Folks, I'm disappointed.
I'm disappointed that there are still people out there who are shocked and sometimes offended when asked to pay for their local news. Hopefully that sentiment is the exception rather than the rule in our community – in fact we've seen an increase in subscriptions, and we've actually received a handful of donations, so thank you — but somehow the problem persists. There are folks who not only seem to believe the hard work of the local newsroom should go unrewarded but that the same quality of work can just as easily be found elsewhere at no cost.
Avid opinion page readers will recall a column I wrote back in August titled "Little, red writing good and the case of the far-flung photo." The problem I highlighted then is the same problem I'm highlighting now — we, like the little, red hen of storybook fame, do a good deal of work, and it's not acceptable to just take a slice of the bread without contributing to the effort.
The May 20 edition of the Dickinson County News featured a piece on a settlement regarding a major collision. It's a story that's been developing for a few months now, and a lot of people were understandably curious about the outcome.
Me too. That's why I put in the work to properly cover it.
Stop me if you've heard this story. I noticed the same driver was involved in two major collisions that year — I harvested the grain. I looked up the court documents — I threshed the wheat. I noticed when a civil charge was filed by the victim — I ground the flour. I checked the records regularly to see if anything changed — I rolled the dough. I called the attorneys when the settlement came through, and I wrote all the stories along the way — I baked the bread. Of course, subscribers had no trouble getting a slice – they didn't turn down little, red writing good's offer to share the bread if they helped out. But a few should-be readers sat aghast at their keyboards when the website asked them to log in as subscribers if they wanted to know the details rather than just smell the aroma of quality journalism.
The paper was called a scam by one user (and let's just take a second to note that this publication — in all its various names and mastheads — has been a part of this community since before Abbie Gardner came back to Arnolds Park, repurchased her family's pioneer claim and started her museum). Another said they prefer to get their news from a different local website for free.
Now, I want to play nice, so I'll just say it this way — I've been watching the places folks say they'll look, and coverage of equal or greater value on this particular topic can't be found for free.
But, I'll admit, there's room for confusion these days with the whole pandemic as it is. Since the state's first case, we made a company-wide decision to make all coronavirus-related information available online to everyone, regardless of whether they financially support us with a subscription or not. That is to say, the little, red hen is giving away her pumpernickel because she knows her friends are hungry. We made this decision because we knew people would need — not want, but need — accurate, available information during this pandemic. When it came to our pumpernickel COVID coverage, our family of papers decided to serve the community by giving more for a bit than we necessarily got in return.
COVID-19 caused a lot of state-ordered closures, and a lot of people were worried local businesses would go under for good if no one supported them. This newspaper relies on you to support it just like the hardware stores, restaurants and boutiques, so I would hope the same loyalty would extend to us when we've been trying hard to keep you informed of the situation all along.
Health updates from the governor's office — free. Changes in local confirmed cases — free. Summer event cancellations — free. And that's not even mentioning the feel-good features we've done about people helping their community in this time of need — also free. Personally, I've doubled the number of articles I was writing before the COVID-19 pandemic – literally doubled. And these stories are more than simply regurgitating a press release onto a page (you can thank my high school English teacher for that imagery), because that's not journalism.

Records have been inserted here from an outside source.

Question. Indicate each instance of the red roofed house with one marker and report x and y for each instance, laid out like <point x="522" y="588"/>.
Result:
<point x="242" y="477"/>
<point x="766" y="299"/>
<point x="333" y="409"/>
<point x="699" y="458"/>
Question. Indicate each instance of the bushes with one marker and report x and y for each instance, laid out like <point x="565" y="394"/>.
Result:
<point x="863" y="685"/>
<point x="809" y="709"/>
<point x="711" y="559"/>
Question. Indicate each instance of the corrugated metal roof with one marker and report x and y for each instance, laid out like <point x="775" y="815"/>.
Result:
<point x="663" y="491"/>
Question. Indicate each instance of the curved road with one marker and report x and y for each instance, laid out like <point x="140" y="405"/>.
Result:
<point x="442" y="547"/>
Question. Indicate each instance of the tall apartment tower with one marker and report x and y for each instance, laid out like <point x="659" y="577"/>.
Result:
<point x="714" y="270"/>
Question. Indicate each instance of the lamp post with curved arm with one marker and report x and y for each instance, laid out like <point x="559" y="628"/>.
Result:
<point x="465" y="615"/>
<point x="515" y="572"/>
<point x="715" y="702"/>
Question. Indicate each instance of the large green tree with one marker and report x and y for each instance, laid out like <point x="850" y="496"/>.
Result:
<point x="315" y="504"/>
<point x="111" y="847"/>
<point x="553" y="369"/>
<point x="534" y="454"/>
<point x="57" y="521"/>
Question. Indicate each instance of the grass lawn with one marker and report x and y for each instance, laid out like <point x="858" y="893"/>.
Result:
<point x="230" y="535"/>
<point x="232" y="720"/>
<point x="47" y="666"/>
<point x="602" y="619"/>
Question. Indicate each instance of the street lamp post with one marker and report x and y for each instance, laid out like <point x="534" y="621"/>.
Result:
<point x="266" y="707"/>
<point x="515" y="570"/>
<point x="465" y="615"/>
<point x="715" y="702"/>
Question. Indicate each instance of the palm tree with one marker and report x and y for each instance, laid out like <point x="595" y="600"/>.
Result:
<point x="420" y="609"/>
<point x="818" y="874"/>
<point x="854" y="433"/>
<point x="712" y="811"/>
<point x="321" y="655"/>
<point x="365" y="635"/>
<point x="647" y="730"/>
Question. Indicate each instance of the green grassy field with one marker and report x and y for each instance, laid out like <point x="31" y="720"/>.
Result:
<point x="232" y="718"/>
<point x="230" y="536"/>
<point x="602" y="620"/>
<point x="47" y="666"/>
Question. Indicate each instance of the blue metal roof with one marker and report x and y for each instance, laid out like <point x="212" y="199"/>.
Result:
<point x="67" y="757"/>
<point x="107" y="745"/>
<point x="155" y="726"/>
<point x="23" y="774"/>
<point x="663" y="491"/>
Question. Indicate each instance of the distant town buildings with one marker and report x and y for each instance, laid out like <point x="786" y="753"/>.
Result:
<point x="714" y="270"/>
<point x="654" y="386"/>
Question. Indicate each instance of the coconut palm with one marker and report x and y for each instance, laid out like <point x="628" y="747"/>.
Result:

If that's all we did, we'd be taking jobs away from dozens of hard-working bulletin boards just trying provide for their families. No, these were byline stories, with additional details written by real people with real faces, real families and real bills to pay.
What sets this paper apart from those hard-working bulletin boards is our drive to ask questions, to interview people and get answers, and to craft all that information into a story the average person can digest in one sitting. But, from time to time, some no-doubt earnest folks use any number of reasons to justify why they should be allowed to grab as many crescent rolls as they like without paying. People have said they don't want to pay because they don't live in the area – they just want to read one particular article that caught their interest. Some have even claimed that, if the paper is using social media to direct readers to their product, the article should be free — which is why, of course, every craft and trade show your mother-in-law helps promote on Facebook is riddled with booths full of free lotions, jewelry and kitchen gadgets.
Like I said, I understand we've muddied the waters of supply and demand lately by giving our community free access when it keeps them safe and healthy. But we've done that voluntarily because we care about you.
We'd like to think you care enough about us that $4 a month wouldn't seem too steep a price to pay to read as many articles as you like and keep this 150-year institution going.